Nature dergisinde yayımlanan makaleye göre, oşinograflar Dr. Sunke Schmidtko, Dr. Lothar Stramma ve GEOMAR Helmholtz Okyanus Araştırmaları Merkezi Kiel’den Prof. Dr. Martin Visbeck, şimdiye kadar dünya okyanuslarındaki küresel oksijen içeriği hakkında, en kapsamlı çalışmayı yayınladılar. Okyanusun oksijen içeriğinin son 50 yılda, %2’den fazla azaldığı tespit edildi. Çalışmanın başyazarı Dr. Schmidtko, “Özellikle büyük balıklar, düşük oksijen içeriği olan bölgelerden kaçındığı veya hayatta kalamadığı için, bu değişikliklerin çok geniş kapsamlı biyolojik sonuçları olabilir.”
Oksijen dağılımını ve tüm okyanus için etkilerini belgeleyen araştırmacılar, son 50 yılda oksijen miktarında bir düşüş olduğu gözlemlenen alanın, 4,5 milyon kilometre kare olduğunu belirttiler.
En büyük kayıp Kuzey Pasifik’te bulundu. Dr. Lothar Stramma ; “Atmosferdeki oksijenin hafif azalması şu anda kritik olarak görülmemekle birlikte, dengesiz dağılım nedeniyle okyanuslardaki oksijen kayıplarının geniş kapsamlı sonuçları olabilir. Balıkçılık ve kıyı ekonomileri için bu sürecin zararlı sonuçları olabilir.” dedi.

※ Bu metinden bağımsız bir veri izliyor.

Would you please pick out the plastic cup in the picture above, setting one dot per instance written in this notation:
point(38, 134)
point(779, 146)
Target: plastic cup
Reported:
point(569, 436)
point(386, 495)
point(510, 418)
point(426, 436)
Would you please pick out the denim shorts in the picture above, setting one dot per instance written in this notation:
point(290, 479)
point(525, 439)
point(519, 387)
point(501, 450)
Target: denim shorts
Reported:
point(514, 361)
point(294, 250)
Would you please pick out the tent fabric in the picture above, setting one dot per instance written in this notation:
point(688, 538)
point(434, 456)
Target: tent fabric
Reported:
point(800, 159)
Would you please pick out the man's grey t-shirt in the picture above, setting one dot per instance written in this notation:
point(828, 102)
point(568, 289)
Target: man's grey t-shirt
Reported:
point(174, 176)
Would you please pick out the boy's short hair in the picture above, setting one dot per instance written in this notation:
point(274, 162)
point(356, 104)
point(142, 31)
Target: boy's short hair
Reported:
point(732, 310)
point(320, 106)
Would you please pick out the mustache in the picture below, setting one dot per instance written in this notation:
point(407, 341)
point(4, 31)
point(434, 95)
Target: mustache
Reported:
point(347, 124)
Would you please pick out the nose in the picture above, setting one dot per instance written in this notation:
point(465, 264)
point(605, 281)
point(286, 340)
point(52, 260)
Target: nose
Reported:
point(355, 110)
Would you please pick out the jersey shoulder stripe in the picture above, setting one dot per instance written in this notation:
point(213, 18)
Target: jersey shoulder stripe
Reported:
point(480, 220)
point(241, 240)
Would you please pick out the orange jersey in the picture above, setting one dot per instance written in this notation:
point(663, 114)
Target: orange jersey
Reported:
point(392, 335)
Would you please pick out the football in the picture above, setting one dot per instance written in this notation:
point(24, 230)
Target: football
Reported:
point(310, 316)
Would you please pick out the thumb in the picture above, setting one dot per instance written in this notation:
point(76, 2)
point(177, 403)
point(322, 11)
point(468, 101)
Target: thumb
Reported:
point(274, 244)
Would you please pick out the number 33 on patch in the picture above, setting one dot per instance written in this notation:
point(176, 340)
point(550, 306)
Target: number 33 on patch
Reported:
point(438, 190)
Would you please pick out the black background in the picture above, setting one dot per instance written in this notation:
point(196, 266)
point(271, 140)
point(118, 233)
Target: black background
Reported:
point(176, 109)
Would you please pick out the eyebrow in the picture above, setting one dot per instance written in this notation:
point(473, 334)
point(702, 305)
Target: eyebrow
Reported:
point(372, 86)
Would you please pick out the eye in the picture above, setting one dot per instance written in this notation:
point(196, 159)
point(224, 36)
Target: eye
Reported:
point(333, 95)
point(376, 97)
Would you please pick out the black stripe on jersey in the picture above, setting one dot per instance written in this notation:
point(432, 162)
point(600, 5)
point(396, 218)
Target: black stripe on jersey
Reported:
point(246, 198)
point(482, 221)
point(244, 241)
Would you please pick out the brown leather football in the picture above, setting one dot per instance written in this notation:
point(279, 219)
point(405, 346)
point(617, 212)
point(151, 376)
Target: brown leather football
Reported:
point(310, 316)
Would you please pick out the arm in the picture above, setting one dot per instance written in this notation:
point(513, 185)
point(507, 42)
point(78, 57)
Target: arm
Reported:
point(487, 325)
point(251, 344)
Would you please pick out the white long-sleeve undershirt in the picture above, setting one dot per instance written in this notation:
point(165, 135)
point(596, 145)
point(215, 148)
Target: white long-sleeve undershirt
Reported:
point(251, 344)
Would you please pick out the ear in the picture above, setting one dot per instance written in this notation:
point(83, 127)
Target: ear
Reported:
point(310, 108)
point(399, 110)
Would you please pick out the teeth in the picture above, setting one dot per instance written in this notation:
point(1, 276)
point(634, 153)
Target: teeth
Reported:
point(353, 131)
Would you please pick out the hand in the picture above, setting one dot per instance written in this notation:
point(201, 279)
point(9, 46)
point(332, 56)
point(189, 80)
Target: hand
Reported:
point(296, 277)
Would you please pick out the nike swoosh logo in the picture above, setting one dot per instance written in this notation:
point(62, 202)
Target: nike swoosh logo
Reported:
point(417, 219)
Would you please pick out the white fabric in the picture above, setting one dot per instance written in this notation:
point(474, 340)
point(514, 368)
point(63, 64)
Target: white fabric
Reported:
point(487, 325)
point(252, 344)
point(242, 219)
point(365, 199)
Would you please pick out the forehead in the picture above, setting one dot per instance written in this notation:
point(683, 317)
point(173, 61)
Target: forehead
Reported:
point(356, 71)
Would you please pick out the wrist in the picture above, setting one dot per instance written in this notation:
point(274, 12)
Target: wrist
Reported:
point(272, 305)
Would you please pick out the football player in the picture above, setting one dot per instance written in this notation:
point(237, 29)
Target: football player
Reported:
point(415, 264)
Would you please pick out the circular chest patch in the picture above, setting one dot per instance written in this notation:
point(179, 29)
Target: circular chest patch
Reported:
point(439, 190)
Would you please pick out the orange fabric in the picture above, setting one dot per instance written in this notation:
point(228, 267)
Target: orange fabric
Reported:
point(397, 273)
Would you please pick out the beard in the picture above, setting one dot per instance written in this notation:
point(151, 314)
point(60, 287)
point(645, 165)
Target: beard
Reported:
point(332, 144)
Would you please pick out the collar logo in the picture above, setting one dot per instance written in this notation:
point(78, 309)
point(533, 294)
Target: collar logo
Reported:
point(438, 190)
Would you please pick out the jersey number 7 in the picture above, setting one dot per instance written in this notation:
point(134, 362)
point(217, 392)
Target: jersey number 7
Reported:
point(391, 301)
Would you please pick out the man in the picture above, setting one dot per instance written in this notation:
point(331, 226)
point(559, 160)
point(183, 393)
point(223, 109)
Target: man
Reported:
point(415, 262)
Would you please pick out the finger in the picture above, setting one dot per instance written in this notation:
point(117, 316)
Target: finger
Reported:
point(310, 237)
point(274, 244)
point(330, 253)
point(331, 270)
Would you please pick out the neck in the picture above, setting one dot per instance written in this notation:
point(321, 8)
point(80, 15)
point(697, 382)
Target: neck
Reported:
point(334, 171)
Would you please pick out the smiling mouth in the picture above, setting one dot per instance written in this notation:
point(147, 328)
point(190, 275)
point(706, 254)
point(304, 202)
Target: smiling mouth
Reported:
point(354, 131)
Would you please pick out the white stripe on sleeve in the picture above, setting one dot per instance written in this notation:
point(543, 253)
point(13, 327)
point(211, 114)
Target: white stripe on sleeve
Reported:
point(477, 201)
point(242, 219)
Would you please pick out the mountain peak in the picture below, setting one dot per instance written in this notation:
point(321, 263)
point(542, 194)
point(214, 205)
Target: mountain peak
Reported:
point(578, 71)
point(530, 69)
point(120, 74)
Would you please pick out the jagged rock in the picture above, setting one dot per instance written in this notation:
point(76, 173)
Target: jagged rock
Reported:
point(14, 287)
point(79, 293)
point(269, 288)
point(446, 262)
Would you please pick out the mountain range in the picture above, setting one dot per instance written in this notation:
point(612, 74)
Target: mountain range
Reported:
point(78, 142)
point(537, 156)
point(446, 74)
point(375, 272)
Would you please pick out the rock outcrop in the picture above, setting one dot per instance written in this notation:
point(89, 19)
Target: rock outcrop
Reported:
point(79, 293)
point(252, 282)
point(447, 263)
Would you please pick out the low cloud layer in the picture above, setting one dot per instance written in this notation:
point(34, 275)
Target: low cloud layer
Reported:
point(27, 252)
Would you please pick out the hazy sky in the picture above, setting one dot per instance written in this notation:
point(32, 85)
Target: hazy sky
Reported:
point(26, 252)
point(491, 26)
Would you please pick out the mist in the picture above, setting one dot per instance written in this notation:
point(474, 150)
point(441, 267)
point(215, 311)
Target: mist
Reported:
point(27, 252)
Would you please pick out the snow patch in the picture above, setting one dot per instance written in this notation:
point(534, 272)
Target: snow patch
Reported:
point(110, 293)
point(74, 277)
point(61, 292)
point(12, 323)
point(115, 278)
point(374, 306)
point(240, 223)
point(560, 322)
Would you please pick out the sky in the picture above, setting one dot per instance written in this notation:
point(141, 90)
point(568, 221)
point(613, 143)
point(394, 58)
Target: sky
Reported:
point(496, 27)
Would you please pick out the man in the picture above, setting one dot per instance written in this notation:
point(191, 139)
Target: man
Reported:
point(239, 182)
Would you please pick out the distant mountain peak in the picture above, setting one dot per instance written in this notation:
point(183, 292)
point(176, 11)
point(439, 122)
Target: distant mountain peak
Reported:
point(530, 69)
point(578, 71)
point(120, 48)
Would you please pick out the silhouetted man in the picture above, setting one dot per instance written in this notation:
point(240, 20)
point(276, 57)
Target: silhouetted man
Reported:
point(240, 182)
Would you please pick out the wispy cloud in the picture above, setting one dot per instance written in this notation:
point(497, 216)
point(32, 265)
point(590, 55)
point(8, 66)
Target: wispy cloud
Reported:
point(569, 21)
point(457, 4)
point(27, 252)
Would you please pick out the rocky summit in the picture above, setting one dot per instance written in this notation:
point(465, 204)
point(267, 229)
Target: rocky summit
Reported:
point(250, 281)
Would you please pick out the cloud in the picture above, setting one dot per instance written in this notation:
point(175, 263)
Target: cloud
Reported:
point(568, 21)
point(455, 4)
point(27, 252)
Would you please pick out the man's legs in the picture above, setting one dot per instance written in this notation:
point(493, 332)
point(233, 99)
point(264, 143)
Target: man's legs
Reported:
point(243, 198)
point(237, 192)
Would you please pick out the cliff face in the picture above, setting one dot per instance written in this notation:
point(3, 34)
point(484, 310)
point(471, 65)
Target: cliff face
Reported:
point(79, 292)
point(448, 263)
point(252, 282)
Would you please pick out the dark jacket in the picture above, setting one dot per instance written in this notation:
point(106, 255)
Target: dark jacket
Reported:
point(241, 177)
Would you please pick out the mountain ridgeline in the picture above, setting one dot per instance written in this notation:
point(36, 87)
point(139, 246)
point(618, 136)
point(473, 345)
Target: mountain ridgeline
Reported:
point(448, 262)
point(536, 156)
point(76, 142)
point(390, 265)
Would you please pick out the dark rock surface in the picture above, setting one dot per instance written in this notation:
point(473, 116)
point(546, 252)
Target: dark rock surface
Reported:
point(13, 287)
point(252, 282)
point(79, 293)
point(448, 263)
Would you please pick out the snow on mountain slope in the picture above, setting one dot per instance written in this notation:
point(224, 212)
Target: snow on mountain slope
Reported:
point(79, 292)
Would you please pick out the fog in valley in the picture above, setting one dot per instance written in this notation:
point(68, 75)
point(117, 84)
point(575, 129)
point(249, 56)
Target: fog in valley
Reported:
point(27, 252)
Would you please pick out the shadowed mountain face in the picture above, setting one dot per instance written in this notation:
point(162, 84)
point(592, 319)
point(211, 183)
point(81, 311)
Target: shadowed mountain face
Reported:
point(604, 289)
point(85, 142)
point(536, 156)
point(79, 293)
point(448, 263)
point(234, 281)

Okyanuslardaki oksijen miktarının azalmaması için elbette atılacak adımlar vardır. Enerji tüketimi azaltılarak, karbon ayak izi kontrol altına alınabilir. Deniz canlılarının yaşamını tehdit eden türde avlanmalara son verilerek, canlıların ve türlerinin yaşamasına izin verilebilir. Ayrıca daha az plastik kullanılarak okyanuslar ve denizlerin kirlenmesinin önüne geçilebilir. En önemli önlemlerden biri de sahillerin, kumsalların korunması, yerlere atılan çöplerin toplanması; denize karışmasının önlenmesidir.